RON ARTIST: MVP (Malleability vs. Preservation)

@ Noble and Superior Projects

1418 W Superior St, 2R, Chicago, IL 60642

Opening Friday, September 24th, from 8PM - 11PM

On view through Saturday, October 23rd

Featuring the work of Lindsay Apatow, Ben Balcom, April Behnke, Luis Miguel Bendaña, Joey Carr, Emilie Crewe, Matt Cummings, Lori Felker, Yasi Ghanbari, Samuel Gove, Jordan Grimes, Jeriah Hildwine, Randy Sterling Hunter, Seth Hunter, Tom McCormack, Ross Meckfessel, Josh Sampson, Kristen Stokes, Vincent Uribe and Corrine Webb.

Previous to the opening of the gallery exhibition, Noble & Superior Projects will be hosting a legendary basketball tournament: Two games played by opposing teams of five as PAINTING vs PHOTOGRAPHY and FILM vs VIDEO. Each team has been carefully curated and selected based on the artists’ work and commitment to their medium. The exhibition in general is a satire, poking fun at the medium-specific wars that have waged in galleries, museums and critical writing for the past 100 years. We plan to settle the argument once and for all, on the court. The game will be followed by a ceremonial exhibition at Noble & Superior Projects with the losing team in each game showing their work upside down.
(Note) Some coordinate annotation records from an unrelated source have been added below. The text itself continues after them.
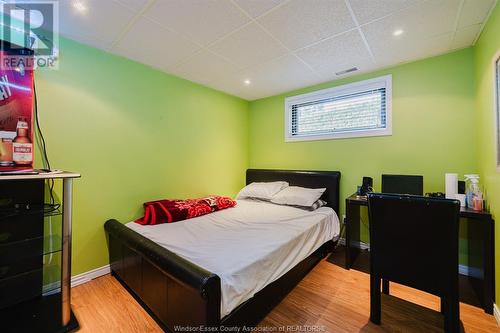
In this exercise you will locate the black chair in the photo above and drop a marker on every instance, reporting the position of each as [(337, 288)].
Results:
[(414, 242)]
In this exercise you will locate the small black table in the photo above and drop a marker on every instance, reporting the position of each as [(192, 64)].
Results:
[(483, 220)]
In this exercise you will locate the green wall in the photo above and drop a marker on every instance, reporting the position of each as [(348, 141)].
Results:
[(433, 107), (433, 131), (485, 50), (135, 134)]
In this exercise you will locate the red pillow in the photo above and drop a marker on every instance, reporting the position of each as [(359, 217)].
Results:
[(167, 211)]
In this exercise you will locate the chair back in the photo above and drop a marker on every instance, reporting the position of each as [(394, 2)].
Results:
[(414, 240)]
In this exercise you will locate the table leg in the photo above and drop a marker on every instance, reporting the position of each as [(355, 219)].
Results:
[(352, 233), (66, 251)]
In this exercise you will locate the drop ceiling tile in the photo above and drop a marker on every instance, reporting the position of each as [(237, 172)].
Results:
[(104, 20), (474, 12), (255, 8), (369, 10), (280, 75), (249, 46), (337, 54), (300, 23), (464, 37), (154, 45), (428, 29), (89, 40), (203, 21), (134, 4), (208, 68)]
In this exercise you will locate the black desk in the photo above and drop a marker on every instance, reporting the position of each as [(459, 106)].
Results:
[(483, 221)]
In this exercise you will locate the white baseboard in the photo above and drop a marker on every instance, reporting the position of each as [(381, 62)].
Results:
[(462, 269), (90, 275), (496, 313)]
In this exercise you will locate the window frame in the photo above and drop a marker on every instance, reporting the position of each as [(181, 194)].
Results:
[(379, 82)]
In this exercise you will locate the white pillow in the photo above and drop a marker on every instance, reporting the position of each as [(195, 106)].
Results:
[(263, 191), (298, 196)]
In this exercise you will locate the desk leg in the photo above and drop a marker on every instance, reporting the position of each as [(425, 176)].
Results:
[(66, 251), (352, 233), (489, 266)]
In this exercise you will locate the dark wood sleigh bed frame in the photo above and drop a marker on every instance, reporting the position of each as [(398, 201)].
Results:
[(179, 294)]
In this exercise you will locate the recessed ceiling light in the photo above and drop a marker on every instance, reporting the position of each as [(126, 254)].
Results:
[(79, 6), (398, 32)]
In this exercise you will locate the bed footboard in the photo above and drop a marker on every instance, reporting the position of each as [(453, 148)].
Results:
[(154, 274)]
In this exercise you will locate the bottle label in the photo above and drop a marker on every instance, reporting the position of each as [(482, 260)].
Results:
[(22, 125), (22, 152)]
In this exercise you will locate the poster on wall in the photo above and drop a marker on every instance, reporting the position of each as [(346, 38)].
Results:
[(16, 118)]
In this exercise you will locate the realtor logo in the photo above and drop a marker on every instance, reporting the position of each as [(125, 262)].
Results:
[(29, 34)]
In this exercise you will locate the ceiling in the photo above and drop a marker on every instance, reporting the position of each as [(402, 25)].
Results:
[(273, 45)]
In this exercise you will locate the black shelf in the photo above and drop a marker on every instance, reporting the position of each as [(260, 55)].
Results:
[(41, 314)]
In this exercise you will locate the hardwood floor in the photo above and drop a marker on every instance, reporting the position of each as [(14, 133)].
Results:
[(329, 299)]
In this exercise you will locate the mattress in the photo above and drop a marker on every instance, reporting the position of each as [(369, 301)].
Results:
[(248, 246)]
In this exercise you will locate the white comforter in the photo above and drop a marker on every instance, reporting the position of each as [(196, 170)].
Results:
[(248, 246)]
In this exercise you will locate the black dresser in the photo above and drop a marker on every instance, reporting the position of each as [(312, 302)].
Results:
[(35, 254)]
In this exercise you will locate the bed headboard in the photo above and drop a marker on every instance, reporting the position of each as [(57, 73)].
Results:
[(311, 179)]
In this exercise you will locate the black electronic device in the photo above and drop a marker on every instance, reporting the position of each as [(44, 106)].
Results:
[(403, 184), (366, 187)]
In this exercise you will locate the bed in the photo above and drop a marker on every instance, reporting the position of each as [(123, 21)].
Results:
[(175, 271)]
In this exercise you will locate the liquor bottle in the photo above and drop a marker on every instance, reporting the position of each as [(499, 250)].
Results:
[(22, 146)]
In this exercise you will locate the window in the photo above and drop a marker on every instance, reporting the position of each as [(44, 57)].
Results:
[(497, 94), (354, 110)]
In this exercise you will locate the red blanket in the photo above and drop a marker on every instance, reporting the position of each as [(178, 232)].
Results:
[(167, 211)]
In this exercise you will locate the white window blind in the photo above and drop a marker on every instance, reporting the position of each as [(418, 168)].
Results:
[(354, 110)]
As painting was the only medium for recreating the world until the early-19th century, some claimed that the invention of photography has since rendered it as obsolete. Painting’s defenders claim that the purpose was never to literally reproduce reality but to emphasize its ineffable characteristics. Lovers of photography decry its relegation to a mere method of documentation, advocating instead its profound aesthetic possibilities as its most essential purpose. The two have competed for nearly two centuries for dominance in landscape and portraiture. On Friday September 24th, a winner will be declared.

Film was the most widely produced moving image medium for most of the 20th century, dominating culture with documents of places unseen and injecting unprecedented spectacle into traditional storytelling. Commercial video was introduced to artists by the likes of Yoko Ono and Nam June Paik as a democratic vehicle for immediate communication. Artists could make moving images anywhere, creating candid movies from inside their studios or homes, making motion picture production easier than ever before. Filmmakers declared the medium as pedestrian while those working with video claimed film’s pretentiousness. Most citizens of industrialized nations now have access to video in every device they touch, while some claim that it has allowed for the ubiquitous surveillance of the state. Young filmmakers dedicate themselves to reviving ancient equipment and researching methods of production as many pronounce the medium as dead. RON ARTIST: MVP gives the two camps the chance to claim dominance once and for all.